International tourism could fall 60-80% amid COVID-19 outbreak


View of empty galleries at El Prado Museum in Madrid, Spain, 2020, March 12. (Photo: AP)

The United Nations World Tourism Organization (UNWTO) predicted that international tourist arrivals could fall between 60 to 80 percent in 2020 due to COVID-19. And the International Consolidated Airlines Group (IAG) has warned that passenger demand won't recover to the level of 2019 before 2023 "at the earliest."

The UNWTO highlighted in a press communique that the first quarter of the year saw a 22-percent fall in tourist numbers compared with 2019, with 67 million fewer people making international trips as the impact of the coronavirus began to be felt on the travel sector.

March was the worst-affected month, with a 57 percent decline in international arrivals as many countries introduce lockdowns and close borders to prevent the spread of COVID-19. The organization highlighted that the reduction in the number of travelers between January and March led to a loss of around 80 billion US dollars in revenue.
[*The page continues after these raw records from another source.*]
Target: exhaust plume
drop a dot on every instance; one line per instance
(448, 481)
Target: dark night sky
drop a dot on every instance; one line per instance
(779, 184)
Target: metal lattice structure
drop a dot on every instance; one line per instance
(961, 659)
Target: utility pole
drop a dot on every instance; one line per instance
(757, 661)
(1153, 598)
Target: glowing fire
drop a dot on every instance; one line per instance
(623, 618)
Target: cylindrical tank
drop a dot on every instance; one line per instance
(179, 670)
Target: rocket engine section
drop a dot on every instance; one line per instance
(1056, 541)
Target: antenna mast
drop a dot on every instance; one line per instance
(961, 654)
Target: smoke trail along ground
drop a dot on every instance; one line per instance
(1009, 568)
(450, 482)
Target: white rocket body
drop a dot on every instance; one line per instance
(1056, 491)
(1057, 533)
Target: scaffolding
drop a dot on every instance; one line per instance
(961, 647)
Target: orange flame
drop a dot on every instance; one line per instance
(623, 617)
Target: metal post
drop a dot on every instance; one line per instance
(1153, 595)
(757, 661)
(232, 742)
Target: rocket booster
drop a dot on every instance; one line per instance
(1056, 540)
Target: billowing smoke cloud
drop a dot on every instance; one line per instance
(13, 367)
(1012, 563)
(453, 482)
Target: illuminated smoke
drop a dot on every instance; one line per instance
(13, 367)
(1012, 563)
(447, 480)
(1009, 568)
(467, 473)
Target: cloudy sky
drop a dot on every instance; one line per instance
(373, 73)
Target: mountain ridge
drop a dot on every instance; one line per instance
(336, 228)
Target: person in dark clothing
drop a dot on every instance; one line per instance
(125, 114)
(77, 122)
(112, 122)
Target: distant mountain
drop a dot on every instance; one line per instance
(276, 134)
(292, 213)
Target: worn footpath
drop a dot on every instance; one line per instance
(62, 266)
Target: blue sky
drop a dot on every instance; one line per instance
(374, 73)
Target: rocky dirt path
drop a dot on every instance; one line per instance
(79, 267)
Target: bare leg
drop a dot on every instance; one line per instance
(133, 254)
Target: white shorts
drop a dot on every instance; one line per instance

As the pandemic continues, it could cause an annual decline of 60-80 percent in international travelers, depending on when travel restrictions are lifted.

This would see the loss of between "910 billion to 1.2 trillion dollars in export revenues from tourism" and place "100 to 120 million direct tourism jobs at risk," said the organization, which described the pandemic as "the worst crisis international tourism has faced since records began."

The UNWTO added that it expects to see a recovery in 2021 with "Asia and the Pacific expected to rebound first."

The IAG, one of the world's largest airline groups, stated that the industry suffers a lot from the sting of the novel coronavirus pandemic.

Loss after tax rose to 1.68 billion euros (1.73 billion US dollars) in the first quarter as passenger capacity was reduced by 94 percent from late March with most aircraft grounded, said the IAG, owner of the British Airways, Ireland's national airline Aer Lingus and Spain's largest airline Iberia as well as low-cost airlines Vueling and LEVEL.

The group expected its second quarter to be significantly worse than the first quarter, saying that it would defer deliveries of 68 aircraft.